1
votes

In quanteda, is there a way to select a sentence on the condition that 2 words are cooccuring? I found the way to tokenize the text corpus into sentences. Playing with kwic and tokens_select seems to suggest they implement a logical OR for the 2 terms and not an AND.

I can do ti with stringr but I wanted to be sure I was not missing something

Example with stringr:

library(tidyverse)

myStr <- c("soil carbon is the best", 
           "biodiversity is key", 
           "soil carbon is biodiversity by nature")

keyw <- c("soil","biodiversity")

tibble(sentences = myStr,
       hit_soil_carbon_biodiveristy = unlist(purrr::map(myStr,~all(str_detect(.x,keyw)))))

Thank you for any inputs!

1

1 Answers

2
votes

Yes - you can isolate the phrase (sequence) using kwic() and then reform the selected sentences into a new corpus with only the selected ones. By setting the kwic window = 1000 you are ensuring that even very long sentences (2000+2 tokens) are selected.

library("quanteda")

# reformat the corpus as sentences
sentcorp <- corpus_reshape(data_corpus_inaugural, to = "sentences")
tail(texts(sentcorp))
#                                           2017-Trump.83 
#          "Together, we will make America strong again." 
#                                           2017-Trump.84 
#                   "We will make America wealthy again." 
#                                           2017-Trump.85 
#                     "We will make America proud again." 
#                                           2017-Trump.86 
#                      "We will make America safe again." 
#                                           2017-Trump.87 
# "And, yes, together, we will make America great again." 
#                                           2017-Trump.88 
#      "Thank you, God bless you, and God bless America." 

# illustrate the selection
kwic(sentcorp, phrase("nuclear w*"), window = 3)
# [1977-Carter.47, 18:19]  elimination of all | nuclear weapons | from this Earth
# [1985-Reagan.88, 12:13] further increase of | nuclear weapons | .              
#  [1985-Reagan.90, 9:10]          one day of | nuclear weapons | from the face  
# [1985-Reagan.91, 27:28]          the use of | nuclear weapons | , the other    
#   [1985-Reagan.96, 4:5]     It would render | nuclear weapons | obsolete.  

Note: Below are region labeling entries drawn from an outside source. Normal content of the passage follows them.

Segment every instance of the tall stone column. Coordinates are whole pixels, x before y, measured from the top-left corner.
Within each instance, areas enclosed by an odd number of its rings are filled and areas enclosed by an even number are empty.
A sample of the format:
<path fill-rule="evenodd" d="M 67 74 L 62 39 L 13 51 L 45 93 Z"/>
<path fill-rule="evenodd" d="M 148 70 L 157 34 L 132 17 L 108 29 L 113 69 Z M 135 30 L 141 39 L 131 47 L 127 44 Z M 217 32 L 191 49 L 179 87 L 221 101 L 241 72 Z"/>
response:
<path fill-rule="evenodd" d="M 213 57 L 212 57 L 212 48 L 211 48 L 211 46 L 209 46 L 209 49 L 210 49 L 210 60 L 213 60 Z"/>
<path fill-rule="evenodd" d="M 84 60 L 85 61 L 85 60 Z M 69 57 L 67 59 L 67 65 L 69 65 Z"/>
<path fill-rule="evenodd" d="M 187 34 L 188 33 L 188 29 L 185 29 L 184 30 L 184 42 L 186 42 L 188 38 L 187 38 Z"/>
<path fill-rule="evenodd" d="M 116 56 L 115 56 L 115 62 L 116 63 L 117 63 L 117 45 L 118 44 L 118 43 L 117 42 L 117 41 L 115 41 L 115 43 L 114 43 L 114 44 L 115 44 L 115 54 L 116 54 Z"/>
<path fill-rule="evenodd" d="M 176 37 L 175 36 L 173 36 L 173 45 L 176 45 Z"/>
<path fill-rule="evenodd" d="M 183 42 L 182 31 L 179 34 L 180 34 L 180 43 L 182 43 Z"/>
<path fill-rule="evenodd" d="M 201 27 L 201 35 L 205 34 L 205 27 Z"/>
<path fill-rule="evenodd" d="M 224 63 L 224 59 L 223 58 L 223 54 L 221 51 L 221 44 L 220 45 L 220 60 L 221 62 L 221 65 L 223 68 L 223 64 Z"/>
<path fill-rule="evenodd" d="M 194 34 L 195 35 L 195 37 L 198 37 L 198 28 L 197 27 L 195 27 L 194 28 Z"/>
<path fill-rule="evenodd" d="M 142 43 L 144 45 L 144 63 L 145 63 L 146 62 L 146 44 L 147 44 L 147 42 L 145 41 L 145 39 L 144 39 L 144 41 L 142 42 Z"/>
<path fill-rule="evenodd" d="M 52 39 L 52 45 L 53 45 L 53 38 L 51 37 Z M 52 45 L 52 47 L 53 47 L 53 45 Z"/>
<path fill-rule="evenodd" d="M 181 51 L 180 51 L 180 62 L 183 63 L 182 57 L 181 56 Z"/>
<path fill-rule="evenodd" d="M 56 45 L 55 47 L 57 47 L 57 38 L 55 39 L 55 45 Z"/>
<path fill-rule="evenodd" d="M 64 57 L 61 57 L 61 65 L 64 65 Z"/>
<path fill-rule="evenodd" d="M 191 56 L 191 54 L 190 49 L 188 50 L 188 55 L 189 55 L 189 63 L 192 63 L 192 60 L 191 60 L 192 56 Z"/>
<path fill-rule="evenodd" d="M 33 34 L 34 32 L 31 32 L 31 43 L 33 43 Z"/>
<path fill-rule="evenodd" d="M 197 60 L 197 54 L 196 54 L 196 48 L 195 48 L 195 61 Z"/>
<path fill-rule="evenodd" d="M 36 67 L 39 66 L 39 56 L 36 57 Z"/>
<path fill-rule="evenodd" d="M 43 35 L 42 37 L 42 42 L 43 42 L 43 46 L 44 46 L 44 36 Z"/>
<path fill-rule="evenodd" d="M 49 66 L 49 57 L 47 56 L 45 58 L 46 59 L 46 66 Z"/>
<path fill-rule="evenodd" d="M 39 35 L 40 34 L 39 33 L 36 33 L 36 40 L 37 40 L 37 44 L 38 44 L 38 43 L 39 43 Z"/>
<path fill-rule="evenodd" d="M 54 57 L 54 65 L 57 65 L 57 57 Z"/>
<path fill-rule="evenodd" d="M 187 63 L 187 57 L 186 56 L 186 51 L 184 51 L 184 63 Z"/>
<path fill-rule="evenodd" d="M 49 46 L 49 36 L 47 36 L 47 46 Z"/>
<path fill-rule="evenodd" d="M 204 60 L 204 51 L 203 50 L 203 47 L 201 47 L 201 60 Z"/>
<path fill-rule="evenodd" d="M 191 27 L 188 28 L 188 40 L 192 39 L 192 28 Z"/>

# now pipe the longer kwic results back into a corpus
newsentcorp <- 
    kwic(sentcorp, phrase("nuclear w*"), window = 1000) %>%
    corpus(split_context = FALSE) %>%
    texts()
newsentcorp[-4]  # because 4 is really long    
#                                                                                                   1977-Carter.47.L18 
# "And we will move this year a step toward ultimate goal - - the elimination of all nuclear weapons from this Earth." 
#                                                                                                   1985-Reagan.88.L12 
#                                        "We are not just discussing limits on a further increase of nuclear weapons." 
#                                                                                                    1985-Reagan.90.L9 
#                               "We seek the total elimination one day of nuclear weapons from the face of the Earth." 
#                                                                                                    1985-Reagan.96.L4 
#                                                                          "It would render nuclear weapons obsolete."